New Paper: Domain-Specific Corpus and Pre-trained Models for NLP in Architecture

DOI: https://doi.org/10.1016/j.compind.2022.103733

50 Days Free Access Link: https://authors.elsevier.com/a/1fHOibquFR5MK

TL;DR

There is significant attention on the application of AI in the architecture field. The construction industry contains a large amount of textual information (e.g., engineering specifications, contracts, and construction documents), which has rich domain concepts and semantic features, containing complex domain knowledge. For example, every engineer can easily understand that “The fire resistance of firewalls in Class A and B factories and Class A, B, and C warehouses should not be less than 4.00h.” But can a computer automatically understand this? Natural language processing (NLP) technology is expected to achieve breakthroughs in this area, realizing automated text information processing and knowledge sharing, reducing manual input, and achieving industry transformation and upgrading.

However, existing deep learning-based NLP models in the architecture field still rely on a large amount of manual data annotation (as the saying goes: the more intelligence, the more manual work). Therefore, this paper explores the method of improving model performance using domain text prior knowledge without additional manual annotation. Specific work includes: (1) establishing and publicly releasing a domain-specific corpus for architecture, (2) systematically exploring the enhancement effects of different types of corpora and pre-training methods on models, and (3) proposing the architecture domain pre-trained model ARCBERT, which can automatically learn domain knowledge from unlabeled corpora and significantly improve the performance of various NLP tasks in the domain.

Abstract

As an important task in the construction industry, the information processing and retrieval of unstructured text data based on natural language processing (NLP) is receiving increasing attention. With the development of deep learning (DL) technology and open datasets for model pre-training, many NLP methods have also been further developed and improved. However, there is currently little research on domain-specific pretrained language models in the AEC field and their advantages. The main reasons are (1) the lack of a unified publicly available dataset for model evaluation, and (2) the scarcity of publicly available domain corpora for further research.

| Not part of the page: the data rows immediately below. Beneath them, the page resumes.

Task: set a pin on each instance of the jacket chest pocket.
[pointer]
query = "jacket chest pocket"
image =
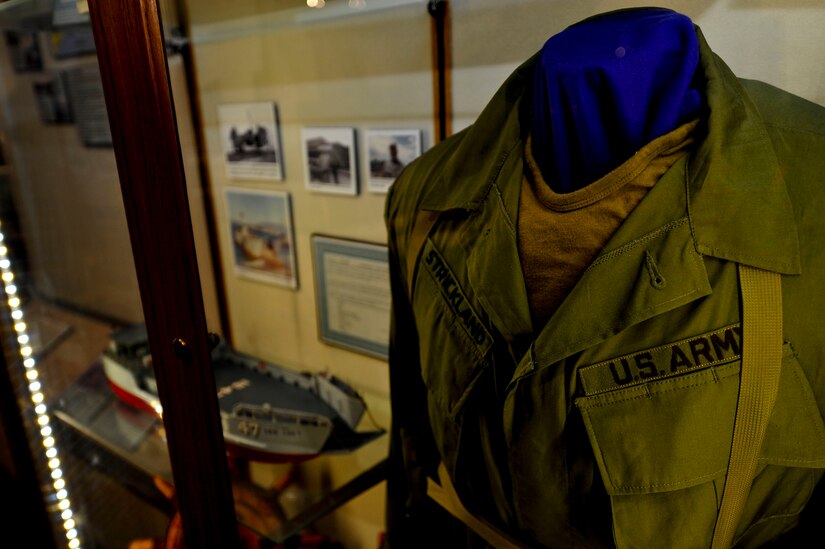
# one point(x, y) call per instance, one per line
point(662, 449)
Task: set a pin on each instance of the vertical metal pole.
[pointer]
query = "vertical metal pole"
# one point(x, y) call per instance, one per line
point(130, 49)
point(442, 68)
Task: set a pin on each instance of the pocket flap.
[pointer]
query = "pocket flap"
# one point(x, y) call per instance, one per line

In the AEC field, deep learning-based methods still require very expensive manual annotations to prepare large training datasets. Therefore, it is necessary to explore how domain unlabeled corpora affect the performance of deep learning-based NLP tasks in the AEC field, thereby further enhancing model performance.

To address the above issues, the technical roadmap for this study is shown in Figure 1. Specifically, this study first developed a domain-specific corpus for architecture (open-sourced, access link: https://github.com/SkydustZ/AEC-domain-corpora/tree/main/domain%20corpus). Then, based on two types of domain corpora (in-domain and close-domain) and two pre-training methods (static word embedding and contextual word embedding), various pre-trained language models were trained. On this basis, this paper systematically studied the impact of pre-training corpora and methods on the performance of deep learning models using two downstream tasks in automated rule checking (ARC) (i.e., text classification (TC) and named entity recognition (NER)) as typical cases. It is worth mentioning that the ARCBERT model, further pre-trained based on the domain corpus developed in this paper, achieved optimal results on typical downstream NLP tasks in ARC, surpassing all other models. This means that significant improvements in the performance of various NLP tasks can be achieved through automatic learning from domain corpus prior knowledge without additional manual annotation.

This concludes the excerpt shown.